I went in and got a PayDay, a Coke, a small bag of Fritos. Jazzy nutrition to make up for no breakfast or lunch. The rain had quit, so I went back out to wait. When Irene Jones drove by, I would follow, meet her in the medical examiner’s lot. I would ask about the Broward ME, see what she knew about Odin Marlow, maybe find myself at another dead end.
I waited twenty minutes before the shit storm hit.
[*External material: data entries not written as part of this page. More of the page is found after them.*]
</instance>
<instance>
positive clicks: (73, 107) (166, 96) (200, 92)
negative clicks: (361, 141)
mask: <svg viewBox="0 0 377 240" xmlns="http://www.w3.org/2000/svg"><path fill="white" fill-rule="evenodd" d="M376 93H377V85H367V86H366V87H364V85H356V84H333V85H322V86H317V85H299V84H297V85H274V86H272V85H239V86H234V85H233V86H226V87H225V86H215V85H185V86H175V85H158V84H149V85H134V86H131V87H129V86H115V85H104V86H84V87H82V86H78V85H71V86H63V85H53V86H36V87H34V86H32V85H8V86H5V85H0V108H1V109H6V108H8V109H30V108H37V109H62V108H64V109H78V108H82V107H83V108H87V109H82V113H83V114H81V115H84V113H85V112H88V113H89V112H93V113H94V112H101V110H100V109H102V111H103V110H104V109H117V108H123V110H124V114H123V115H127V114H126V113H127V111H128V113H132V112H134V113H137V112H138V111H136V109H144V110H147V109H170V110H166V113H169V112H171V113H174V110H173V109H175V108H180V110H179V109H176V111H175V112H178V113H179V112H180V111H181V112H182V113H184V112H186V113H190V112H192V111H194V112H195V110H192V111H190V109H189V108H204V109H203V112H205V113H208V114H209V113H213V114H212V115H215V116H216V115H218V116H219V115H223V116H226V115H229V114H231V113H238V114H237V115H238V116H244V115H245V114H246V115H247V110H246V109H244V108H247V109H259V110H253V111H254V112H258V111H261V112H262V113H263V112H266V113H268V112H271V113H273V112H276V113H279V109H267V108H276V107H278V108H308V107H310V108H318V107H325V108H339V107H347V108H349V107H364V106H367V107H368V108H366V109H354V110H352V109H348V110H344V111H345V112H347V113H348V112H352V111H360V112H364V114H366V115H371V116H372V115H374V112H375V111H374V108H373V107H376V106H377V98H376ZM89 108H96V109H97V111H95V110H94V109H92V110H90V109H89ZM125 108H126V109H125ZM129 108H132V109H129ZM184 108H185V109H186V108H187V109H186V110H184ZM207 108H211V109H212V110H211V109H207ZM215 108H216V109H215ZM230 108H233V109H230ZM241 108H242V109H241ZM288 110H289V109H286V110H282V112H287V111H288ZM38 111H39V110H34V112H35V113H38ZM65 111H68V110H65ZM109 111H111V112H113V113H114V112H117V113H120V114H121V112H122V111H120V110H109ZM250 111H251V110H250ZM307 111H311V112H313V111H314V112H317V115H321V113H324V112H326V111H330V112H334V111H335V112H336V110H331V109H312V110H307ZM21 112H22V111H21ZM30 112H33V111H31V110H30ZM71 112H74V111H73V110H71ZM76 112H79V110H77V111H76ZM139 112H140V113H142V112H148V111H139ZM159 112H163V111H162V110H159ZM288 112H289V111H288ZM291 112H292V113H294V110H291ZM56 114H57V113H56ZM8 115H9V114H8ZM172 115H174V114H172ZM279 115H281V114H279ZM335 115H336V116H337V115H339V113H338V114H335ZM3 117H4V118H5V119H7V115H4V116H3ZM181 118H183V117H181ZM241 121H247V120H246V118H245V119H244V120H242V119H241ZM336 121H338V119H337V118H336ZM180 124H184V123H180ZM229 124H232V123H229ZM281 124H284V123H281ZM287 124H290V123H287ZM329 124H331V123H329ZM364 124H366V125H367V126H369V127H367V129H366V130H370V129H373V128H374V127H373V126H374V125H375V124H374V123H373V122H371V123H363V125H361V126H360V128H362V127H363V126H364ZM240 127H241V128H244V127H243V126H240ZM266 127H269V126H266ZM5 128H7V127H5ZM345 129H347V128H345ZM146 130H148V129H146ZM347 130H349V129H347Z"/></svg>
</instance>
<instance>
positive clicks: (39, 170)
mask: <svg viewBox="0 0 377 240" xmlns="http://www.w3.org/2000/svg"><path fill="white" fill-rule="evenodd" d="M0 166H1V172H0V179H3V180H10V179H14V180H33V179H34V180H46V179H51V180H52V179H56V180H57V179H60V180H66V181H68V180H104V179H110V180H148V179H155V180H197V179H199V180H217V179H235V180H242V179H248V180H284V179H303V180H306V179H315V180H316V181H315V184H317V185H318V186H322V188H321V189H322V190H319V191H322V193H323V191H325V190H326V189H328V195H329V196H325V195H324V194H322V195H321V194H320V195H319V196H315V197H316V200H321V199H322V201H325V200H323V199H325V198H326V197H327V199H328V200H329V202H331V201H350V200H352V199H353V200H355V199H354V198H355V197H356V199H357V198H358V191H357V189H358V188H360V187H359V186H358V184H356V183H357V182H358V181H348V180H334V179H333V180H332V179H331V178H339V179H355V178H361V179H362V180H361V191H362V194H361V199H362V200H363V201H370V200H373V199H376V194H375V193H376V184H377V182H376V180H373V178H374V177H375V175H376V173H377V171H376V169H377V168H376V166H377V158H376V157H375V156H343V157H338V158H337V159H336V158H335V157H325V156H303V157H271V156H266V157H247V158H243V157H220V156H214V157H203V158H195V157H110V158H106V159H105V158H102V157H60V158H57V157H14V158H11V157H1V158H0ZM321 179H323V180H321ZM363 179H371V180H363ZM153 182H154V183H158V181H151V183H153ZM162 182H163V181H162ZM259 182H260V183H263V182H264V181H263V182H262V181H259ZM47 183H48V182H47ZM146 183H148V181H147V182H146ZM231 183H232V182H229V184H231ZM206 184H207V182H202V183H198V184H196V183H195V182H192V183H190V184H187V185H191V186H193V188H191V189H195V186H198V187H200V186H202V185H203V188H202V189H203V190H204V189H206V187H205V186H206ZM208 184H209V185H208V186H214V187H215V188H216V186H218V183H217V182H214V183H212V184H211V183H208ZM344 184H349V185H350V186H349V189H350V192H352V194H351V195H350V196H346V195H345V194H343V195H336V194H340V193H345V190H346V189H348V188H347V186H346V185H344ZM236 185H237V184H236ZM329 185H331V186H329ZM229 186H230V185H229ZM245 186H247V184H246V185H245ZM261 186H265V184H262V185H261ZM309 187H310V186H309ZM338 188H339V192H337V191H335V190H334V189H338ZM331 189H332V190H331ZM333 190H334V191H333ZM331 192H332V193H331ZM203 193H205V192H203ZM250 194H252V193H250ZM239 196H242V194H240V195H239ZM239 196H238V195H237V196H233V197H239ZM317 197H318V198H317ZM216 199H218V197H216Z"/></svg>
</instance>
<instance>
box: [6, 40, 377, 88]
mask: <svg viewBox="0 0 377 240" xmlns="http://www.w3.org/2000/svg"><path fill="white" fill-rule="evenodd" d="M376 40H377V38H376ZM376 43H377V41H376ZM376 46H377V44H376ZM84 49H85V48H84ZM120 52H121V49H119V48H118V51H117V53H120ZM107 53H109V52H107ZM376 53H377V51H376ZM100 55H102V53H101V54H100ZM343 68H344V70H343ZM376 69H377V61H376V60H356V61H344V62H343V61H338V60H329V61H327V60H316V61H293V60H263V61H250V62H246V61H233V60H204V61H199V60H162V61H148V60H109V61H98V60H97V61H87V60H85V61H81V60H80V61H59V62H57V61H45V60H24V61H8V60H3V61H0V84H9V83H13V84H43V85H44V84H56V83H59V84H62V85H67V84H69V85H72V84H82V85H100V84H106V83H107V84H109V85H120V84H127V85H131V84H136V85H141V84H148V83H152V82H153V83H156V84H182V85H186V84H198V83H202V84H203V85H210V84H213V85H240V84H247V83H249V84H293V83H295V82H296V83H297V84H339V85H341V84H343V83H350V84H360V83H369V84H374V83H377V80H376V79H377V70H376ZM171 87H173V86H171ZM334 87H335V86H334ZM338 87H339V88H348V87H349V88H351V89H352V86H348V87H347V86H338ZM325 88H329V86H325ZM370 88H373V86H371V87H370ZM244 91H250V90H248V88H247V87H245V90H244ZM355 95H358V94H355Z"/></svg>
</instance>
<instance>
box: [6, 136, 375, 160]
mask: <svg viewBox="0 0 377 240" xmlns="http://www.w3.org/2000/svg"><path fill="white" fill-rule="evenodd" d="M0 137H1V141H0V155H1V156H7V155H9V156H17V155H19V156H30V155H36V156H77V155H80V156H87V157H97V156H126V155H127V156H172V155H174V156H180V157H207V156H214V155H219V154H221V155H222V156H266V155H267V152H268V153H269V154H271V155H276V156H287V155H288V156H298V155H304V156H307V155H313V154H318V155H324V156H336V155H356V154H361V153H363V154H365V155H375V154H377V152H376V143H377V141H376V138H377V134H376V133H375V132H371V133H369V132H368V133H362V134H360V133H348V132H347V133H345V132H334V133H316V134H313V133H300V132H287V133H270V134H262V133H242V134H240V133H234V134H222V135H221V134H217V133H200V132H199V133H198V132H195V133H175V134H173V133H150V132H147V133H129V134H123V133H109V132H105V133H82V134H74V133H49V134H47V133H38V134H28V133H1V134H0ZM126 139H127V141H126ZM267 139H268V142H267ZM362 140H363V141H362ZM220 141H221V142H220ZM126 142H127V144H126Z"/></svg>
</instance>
A black Dodge Intrepid turned off Griffin and sped down Southwest 31st. It went about seventy-five yards, hit the brakes, then hit reverse. It backed until it reached the convenience store driveway, stopped, whipped into the lot, and drove straight for me. Its bumper stopped ten feet from my knees. I saw three men in the car.
The front passenger got out, crouched behind his door, and pointed a pistol. All I could see was a crew cut and a gun muzzle.
He bellowed, “Face down, fuckhead.”
I dropped my Coke and took his suggestion. My clothes absorbed greasy water from the blacktop. I struggled to keep my face off the ground. The man was on me fast. He put a knee to my shoulders, cuffed my right wrist, yanked it to my spine.
“The other arm nice, or you like pain?” he said.
Another man thrust an ugly weapon at my nose. The muzzle’s black eye stared me down. I moved my left arm to the restraint.